Melalui pernyataannya di atas setidaknya ada dua poin yang hendak disampaikan kepada publik. Pertama, NIIS (atau ISIS dan aksi kelompok teroris lainnya) bukanlah agama islam. Dengan kata lain, tidak ada kaitan antara ISIS dengan agama islam. Kedua, agama islam adalah ajaran yang tertulis dalam Al Quran dan Hadis Nabi Muhammad SAW. Dua hal ini menjadi sumber pokok ajaran islam.
Untuk poin kedua, semua orang pasti bisa menerima dan mengakuinya. Memang agama islam bersumber pada Al Quran dan Hadis Nabi Muhammad SAW. Akan tetapi, ketika poin kedua ini dikaitkan dengan poin pertama, orang menjadi bingung. Orang tentu langsung bertanya, benarkah aksi-aksi ISIS atau juga kelompok radikal lainnya tidak sesuai dengan ajaran islam sebagaimana yang tertuang dalam Al Quran dan Hadis Nabi Muhammad SAW? Karena pada umumnya, kelompok radikal ini mendasarkan tindakannya pada ajaran agama. Mereka justru mengklaim kelompoknya menjalankan ajaran islam; dan bahwa merekalah yang paling benar.
Di sinilah titik kebingungan orang. Di satu sisi ada sekelompok umat islam mengatakan mereka itu salah karena tidak sesuai dengan ajaran islam, di sisi lain kolompok islam radikal menilai umat islam yang tidak mengikutinya adalah islam yang salah. Dan kedua kelompok ini sama-sama mendasarkan argumentasinya pada Al Quran dan Hadis Nabi Muhammad SAW.
Persoalan inilah yang tak pernah terjawab.
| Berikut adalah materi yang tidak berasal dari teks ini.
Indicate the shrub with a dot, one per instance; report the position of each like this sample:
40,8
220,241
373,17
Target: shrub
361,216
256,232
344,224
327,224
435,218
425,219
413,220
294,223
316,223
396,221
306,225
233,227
Orang hanya menulis dan mengatakan (seperti Ali Mustafa Yaqub) bahwa kelompok teroris itu bukan islam, sementara kelompok teroris itu juga menilai bahwa mereka yang mengatakan kelompoknya bukan islam adalah bukan islam. Kebanyakan orang hanya menulis dan mengatakan bahwa kelompok teroris itu tidak berdasarkan ajaran agama islam, sementara publik menilai bahwa kelompok itu mendasarkan aksinya pada ajaran islam.
Artinya, di sini ada dua kebenaran. Masing-masing pihak menganggap diri atau kelompoknya yang paling benar dan menilai pihak lain yang salah. Karena masing-masing pihak menyatakan dirinya benar, orang non muslim kebingungan: mana yang benar? Jadi, atas pertanyaan utama kita, sebagaimana menjadi judul tulisan ini, benarkah ISIS bukan islam?, dapatlah dipastikan akan muncul dua jawaban. Bagi kelompok ISIS, mereka adalah islam, sementara yang lain bukan islam; bagi umat islam yang lain, mereka adalah islam, sedangkan ISIS bukan islam.